Bracken’s predecessor, Duff Cooper, supported a Jewish homeland in Palestine and had resigned from prime minister Neville Chamberlain’s cabinet in protest of the 1938 Munich Agreement which appeased Hitler’s aggression towards Czechoslovakia. In early 1941, Anthony de Rothschild, who had founded the Central British Fund for German Jewry to assist the Nazis’ first victims, wrote to him laying out the UK community’s anxieties.

“There is an impression that there has been of recent weeks a growth of anti-Semitism in the country and there is some reason for supposing that it may not be unconnected with enemy propaganda, although this is hard, of course, to establish,” de Rothschild argued.

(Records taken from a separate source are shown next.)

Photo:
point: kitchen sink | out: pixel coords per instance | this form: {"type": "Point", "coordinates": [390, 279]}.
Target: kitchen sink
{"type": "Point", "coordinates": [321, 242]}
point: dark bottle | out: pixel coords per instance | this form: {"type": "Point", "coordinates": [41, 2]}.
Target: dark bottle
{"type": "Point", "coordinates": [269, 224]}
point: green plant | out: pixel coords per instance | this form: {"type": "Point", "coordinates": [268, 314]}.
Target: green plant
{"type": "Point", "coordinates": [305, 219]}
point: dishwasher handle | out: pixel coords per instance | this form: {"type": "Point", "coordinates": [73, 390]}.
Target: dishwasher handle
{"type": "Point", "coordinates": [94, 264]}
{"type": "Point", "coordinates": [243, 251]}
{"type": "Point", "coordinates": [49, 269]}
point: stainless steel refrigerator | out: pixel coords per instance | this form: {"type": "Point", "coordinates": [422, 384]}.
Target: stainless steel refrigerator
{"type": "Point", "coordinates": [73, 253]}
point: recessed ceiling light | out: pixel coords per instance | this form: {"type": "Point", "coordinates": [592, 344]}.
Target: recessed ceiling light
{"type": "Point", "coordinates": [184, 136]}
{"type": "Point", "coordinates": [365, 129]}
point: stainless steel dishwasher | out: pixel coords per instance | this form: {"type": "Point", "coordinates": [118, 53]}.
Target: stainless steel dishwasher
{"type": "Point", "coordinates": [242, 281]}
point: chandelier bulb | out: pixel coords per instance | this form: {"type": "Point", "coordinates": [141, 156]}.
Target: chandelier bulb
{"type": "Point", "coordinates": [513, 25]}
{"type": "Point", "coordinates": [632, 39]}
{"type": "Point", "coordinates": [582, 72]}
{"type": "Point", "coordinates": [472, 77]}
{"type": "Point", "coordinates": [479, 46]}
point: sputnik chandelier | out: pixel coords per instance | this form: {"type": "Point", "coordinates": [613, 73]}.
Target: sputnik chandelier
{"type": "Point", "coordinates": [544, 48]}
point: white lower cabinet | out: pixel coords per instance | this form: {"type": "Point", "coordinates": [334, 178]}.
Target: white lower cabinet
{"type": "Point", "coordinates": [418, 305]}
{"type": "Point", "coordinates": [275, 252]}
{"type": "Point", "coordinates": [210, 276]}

“Representatives of the Jewish community in London have considered the matter and are naturally perturbed from their own point of view, but it also seems to them that developments on this line help the enemy and damage the war effort,” he wrote.

He proposed a radio broadcast labeling anti-Semitism as a threat to Britain.

Cooper’s response was warm. “My dear Tony,” he began, “I shall be very pleased to have a talk with you about the important matter.” Four months later, however, Churchill moved him to another government post.

As The Times notes, “the depths of the horrors uncovered by the liberators” in 1945 meant that “anti-Semitism became taboo.” However, the paper added, “there was a price to pay for the British authorities’ tolerance of anti-Semitism” during the war. It cited the anti-Jewish rioting which occurred in 1947 in the UK after the Irgun hanged two British sergeants in mandate-era Palestine in retaliation for the execution of three of its members.

Although nobody was killed, the violence — which was worst in Liverpool and Manchester in northwest England and the Scottish city of Glasgow — shocked many. Even the newspapers which had sensationalized the British soldiers’ murder swiftly called for calm, branding the weekend’s disturbances “a national disgrace.”

Moreover, while events in Palestine had been the immediate cause, the link between wartime anti-Semitism and its thankfully brief violent post-war manifestation was a clear one. Britain was already struggling under the weight of the cost of the war and reconstruction, with austerity imposed by the government and rationing and controls still largely in place. In 1947, these difficulties were compounded by a sharp economic downturn and rising unemployment.

Jews, historian Tony Kushner has suggested, became a scapegoat, being seen as “black marketeers gaining from the war but not contributing to the effort.”

While the Ministry of Information had closed its doors the previous year, the anti-Semitic myths it failed to tackle during the war lingered on.